PNNL

Abstract

In this paper, we report on the synthesis, characterization, and use of ruthenium oxide (RuO2) doped with a secondary metal (M2) to enhance electrochemical activity and stability for the electrocatalytic oxidation (ECO) of biomass-derived wastewaters. We used different electrochemical methods such as cyclic voltammetry (CV), electrochemical surface area (ECSA), and Tafel analysis as well as physical characterization such as grazing incidence X-ray diffraction, X-ray photoelectron spectroscopy, and scanning electron microscopy to understand how the introduction of M2 affects electrochemical performance. Our results show that including an M2 improves the ECO performance regardless of the composition of the electrolyte.

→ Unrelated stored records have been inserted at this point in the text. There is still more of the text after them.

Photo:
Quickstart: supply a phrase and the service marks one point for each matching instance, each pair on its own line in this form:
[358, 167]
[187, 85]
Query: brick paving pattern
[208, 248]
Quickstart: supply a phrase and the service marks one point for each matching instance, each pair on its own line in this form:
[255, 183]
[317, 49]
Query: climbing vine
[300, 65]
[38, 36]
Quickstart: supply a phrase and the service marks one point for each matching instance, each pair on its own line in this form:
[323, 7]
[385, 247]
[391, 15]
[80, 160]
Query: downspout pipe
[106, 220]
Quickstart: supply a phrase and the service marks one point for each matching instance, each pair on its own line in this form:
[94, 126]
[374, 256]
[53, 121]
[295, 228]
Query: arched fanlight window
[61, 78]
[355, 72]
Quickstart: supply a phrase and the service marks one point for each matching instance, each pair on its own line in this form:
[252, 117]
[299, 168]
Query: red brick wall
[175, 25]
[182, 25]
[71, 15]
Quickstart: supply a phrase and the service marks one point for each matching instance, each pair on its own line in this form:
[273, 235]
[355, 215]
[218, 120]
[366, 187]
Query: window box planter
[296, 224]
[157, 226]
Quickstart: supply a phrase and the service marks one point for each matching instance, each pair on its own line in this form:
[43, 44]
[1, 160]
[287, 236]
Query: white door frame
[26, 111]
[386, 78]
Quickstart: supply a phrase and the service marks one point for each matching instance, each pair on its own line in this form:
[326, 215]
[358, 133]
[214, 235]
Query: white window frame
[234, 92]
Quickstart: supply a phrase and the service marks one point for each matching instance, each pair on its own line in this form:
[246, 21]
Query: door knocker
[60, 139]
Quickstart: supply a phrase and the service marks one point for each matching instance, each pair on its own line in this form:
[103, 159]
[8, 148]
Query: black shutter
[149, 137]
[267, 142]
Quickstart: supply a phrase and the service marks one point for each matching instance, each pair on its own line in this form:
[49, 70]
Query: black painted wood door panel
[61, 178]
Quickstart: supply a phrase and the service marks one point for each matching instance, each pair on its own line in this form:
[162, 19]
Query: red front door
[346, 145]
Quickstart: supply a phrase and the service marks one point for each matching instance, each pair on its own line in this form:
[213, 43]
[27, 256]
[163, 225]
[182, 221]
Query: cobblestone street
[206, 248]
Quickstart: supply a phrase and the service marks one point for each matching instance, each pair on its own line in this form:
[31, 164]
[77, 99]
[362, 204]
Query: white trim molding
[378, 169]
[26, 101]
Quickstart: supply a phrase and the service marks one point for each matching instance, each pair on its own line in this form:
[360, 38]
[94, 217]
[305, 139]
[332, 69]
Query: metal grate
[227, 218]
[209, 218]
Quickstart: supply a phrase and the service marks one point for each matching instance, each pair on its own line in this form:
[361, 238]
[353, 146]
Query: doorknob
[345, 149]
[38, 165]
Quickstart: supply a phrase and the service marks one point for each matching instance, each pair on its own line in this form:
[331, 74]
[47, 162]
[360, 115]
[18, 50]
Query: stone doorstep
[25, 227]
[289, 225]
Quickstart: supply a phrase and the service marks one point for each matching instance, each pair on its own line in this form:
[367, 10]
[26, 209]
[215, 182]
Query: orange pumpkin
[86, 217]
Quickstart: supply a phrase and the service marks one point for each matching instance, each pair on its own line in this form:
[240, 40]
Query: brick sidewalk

Specifically, we saw increase in ECSA, which could be due to enhanced charge transfer for the pH ranges evaluated. Furthermore, the introduction of organic compounds in wastewater generated during the hydrothermal liquefaction of food waste affected the ECO performance differently, depending on M2, the electrolyte composition, and anodic half-cell potential, highlighting the need to properly control the reaction conditions when testing and characterizing the electrocatalysts under different reaction regimes. We developed an in situ electrocatalytic benchmarking protocol, Boruah – Lopez-Ruiz – Strange (BLoRS), to quickly assess if the presence of M2 improves the ECO performance; thus, saving time and resources in ex situ characterization, testing, and product analysis. This foundational work provides the basis for characterization and benchmarking of electrodes of the ECO of organic compounds.